Lors des frappes du 7 mars, l’Ukraine a détruit un Pantsir-S1 près de Yakymivka et un système Tor près de Volnovakha, en plus de toucher un lanceur S-300. Ce n’est pas anodin. C’est chirurgical. On retire les couches de protection avant de toucher le cœur. Les FP-2 de la SSO ont d’abord neutralisé les défenses aériennes russes qui auraient dû protéger les lanceurs Iskander. Puis les lanceurs ont été frappés.
L’Iskander contre le Patriot : la course aux upgrades
Il y a une course technologique qui se joue au-dessus de l’Ukraine, invisible à l’œil nu mais mortelle dans ses conséquences. Les États-Unis ont fourni à l’Ukraine des systèmes Patriot PAC-3, dont les intercepteurs missiles sont conçus pour engager des cibles balistiques. Et pendant un temps, les Patriot ont bien fonctionné contre les Iskanders — avec des taux d’interception que l’Ukraine revendiquait comme importants.
Puis la Russie a répondu. Des mises à jour logicielles ont rendu le 9M723 plus manœuvrant dans sa phase terminale. Sa trajectoire quasi-balistique — qui n’est pas parabolique comme un missile balistique classique, mais comporte des corrections de cap — est devenue plus erratique, plus difficile à prédire pour les calculateurs de tir des Patriot. Des leurres intégrés dans certaines variantes saturent les radars d’interception. Le taux de succès des interceptions s’est dégradé, selon plusieurs rapports de 2025 et début 2026.
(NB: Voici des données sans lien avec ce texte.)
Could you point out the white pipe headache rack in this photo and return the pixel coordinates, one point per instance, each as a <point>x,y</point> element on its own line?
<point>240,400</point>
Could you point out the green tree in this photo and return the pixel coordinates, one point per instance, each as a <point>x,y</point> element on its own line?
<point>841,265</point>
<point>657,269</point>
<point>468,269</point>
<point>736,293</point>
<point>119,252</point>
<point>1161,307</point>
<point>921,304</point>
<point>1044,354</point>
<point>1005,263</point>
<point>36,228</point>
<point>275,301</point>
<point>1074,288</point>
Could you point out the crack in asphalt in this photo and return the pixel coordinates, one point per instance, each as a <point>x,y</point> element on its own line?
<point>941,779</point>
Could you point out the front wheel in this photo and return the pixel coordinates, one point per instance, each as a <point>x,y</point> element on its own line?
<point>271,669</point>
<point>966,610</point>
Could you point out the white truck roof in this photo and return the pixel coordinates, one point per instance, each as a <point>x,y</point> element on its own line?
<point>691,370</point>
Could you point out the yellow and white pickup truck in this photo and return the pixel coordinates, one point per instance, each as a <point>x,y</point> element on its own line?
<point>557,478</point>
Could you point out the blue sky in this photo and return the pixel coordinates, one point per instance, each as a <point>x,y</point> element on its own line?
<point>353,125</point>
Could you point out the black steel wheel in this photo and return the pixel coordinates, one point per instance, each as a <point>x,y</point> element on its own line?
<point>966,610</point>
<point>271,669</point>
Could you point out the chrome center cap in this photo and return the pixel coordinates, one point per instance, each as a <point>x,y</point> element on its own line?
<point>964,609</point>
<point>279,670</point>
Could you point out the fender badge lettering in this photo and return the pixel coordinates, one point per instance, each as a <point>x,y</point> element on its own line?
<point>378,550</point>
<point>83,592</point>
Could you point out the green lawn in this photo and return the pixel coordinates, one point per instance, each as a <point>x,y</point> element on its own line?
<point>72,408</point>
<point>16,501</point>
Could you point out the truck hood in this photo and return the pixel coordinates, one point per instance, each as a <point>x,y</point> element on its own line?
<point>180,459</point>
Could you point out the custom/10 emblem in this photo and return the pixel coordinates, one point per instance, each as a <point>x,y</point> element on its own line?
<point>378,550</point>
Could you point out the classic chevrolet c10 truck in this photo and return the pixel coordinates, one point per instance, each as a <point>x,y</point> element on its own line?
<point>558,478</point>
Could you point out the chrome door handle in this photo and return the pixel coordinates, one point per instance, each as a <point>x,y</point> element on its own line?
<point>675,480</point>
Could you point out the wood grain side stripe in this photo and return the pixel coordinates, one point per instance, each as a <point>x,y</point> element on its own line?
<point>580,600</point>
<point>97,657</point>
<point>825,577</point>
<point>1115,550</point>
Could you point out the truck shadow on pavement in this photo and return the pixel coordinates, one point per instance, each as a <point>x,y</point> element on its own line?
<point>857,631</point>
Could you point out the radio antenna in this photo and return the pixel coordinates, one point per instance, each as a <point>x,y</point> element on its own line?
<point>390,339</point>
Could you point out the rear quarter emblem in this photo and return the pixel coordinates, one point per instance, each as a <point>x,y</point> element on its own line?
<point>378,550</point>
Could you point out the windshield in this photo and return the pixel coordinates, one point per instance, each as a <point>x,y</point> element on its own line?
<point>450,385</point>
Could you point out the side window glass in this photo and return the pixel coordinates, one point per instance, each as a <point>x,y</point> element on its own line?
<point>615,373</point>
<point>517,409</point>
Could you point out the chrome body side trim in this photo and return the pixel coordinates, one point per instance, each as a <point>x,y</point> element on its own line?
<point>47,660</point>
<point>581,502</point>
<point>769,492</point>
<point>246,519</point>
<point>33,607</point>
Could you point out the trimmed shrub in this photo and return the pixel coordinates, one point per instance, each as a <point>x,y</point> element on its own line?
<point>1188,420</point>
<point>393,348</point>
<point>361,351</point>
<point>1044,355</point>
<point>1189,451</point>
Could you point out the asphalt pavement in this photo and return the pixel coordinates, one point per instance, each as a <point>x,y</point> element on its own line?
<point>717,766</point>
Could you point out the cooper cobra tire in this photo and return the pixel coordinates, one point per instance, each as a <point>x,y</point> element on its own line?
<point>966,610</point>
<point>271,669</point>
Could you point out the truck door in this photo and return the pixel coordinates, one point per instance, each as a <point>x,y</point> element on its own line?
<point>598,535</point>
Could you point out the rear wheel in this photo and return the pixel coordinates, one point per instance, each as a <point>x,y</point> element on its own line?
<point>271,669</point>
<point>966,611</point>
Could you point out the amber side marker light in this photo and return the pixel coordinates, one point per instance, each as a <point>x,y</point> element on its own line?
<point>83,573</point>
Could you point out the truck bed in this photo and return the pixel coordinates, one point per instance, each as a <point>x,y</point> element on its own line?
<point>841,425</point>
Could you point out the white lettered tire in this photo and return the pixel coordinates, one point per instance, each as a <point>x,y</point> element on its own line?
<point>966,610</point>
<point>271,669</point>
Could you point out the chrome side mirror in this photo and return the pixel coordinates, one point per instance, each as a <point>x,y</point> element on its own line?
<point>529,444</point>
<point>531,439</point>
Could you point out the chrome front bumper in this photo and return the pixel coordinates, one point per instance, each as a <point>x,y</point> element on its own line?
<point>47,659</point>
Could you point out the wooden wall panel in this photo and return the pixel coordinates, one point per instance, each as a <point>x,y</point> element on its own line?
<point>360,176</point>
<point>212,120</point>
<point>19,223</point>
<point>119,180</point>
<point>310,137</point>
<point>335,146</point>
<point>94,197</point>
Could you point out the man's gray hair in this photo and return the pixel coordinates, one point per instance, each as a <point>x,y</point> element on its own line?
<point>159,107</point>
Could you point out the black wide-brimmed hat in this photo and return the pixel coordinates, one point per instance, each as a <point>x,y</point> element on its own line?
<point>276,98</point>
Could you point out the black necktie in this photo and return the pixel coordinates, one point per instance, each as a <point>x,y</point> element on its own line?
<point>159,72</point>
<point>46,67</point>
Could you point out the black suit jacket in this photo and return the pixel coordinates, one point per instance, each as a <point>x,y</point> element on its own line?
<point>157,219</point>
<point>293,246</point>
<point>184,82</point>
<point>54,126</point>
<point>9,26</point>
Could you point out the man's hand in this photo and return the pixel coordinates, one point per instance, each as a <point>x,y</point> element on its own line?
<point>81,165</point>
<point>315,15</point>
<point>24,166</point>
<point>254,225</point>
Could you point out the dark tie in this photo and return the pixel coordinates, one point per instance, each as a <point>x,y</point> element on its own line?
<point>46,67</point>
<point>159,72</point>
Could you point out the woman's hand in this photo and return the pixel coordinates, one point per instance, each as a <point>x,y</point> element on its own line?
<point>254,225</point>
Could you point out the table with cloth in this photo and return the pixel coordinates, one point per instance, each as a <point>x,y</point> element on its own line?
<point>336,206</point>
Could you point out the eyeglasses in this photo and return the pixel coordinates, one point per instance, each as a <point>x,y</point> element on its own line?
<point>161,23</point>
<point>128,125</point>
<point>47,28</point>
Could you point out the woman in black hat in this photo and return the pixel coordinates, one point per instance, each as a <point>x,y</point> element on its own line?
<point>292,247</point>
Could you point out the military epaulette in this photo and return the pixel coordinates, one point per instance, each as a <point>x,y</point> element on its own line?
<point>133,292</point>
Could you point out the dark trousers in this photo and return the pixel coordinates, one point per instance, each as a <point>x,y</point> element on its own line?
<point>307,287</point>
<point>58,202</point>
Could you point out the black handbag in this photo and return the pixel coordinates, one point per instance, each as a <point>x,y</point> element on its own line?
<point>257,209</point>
C’est cette dégradation du bouclier défensif qui rend la stratégie ukrainienne de frappe préventive encore plus logique. Si on ne peut plus compter sur l’interception à 100% — et on n’a jamais pu compter sur du 100% —, alors la priorité absolue devient de détruire les missiles avant le lancement. À Kurortne. À Pasichne. Partout où la 12e Brigade stocke et déploie ses Iskanders.
La géométrie de cette guerre est cruelle dans sa logique. L’Ukraine doit détruire les missiles russes avant qu’ils volent, pendant qu’ils volent, et après qu’ils ont frappé — pour réparer, pour creuser les corps, pour compter les morts. Elle doit faire les trois en même temps, avec des ressources limitées, contre un adversaire qui produit 50 missiles par mois avec l’aide de la deuxième économie mondiale. Et elle le fait.
LA STRATÉGIE UKRAINIENNE EN PROFONDEUR : Bien plus qu'une riposte
La doctrine de la dégradation systémique
Ce que l’Ukraine fait depuis plusieurs mois — et particulièrement depuis les opérations de février-mars 2026 — a un nom dans le vocabulaire militaire occidental : suppression des capacités de frappe de l’adversaire. En langage ordinaire : si ton ennemi a une arme, tu la détruis avant qu’il t’en frappe. C’est une doctrine aussi ancienne que la guerre, mais qui requiert des capacités très spécifiques pour être exécutée : renseignement précis sur les positions ennemies, munitions à longue portée avec précision suffisante, courage institutionnel pour frapper en profondeur.
L’Ukraine a acquis ces capacités progressivement, à grands frais. Les drones FP-2 de la SSO représentent un outil relativement peu coûteux, difficile à intercepter, pouvant frapper des cibles à des centaines de kilomètres en territoire ennemi. L’Ukraine a aussi développé ses propres missiles balistiques Sapsan — analogues ukrainiens du Hrim-2, avec une portée de 300 à 500 kilomètres et une ogive de 480 kilos — que le président Zelensky a annoncé avoir commencé à utiliser. La dépendance ukrainienne sur les armes occidentales reste réelle, mais elle s’est en partie substituée à une capacité domestique croissante.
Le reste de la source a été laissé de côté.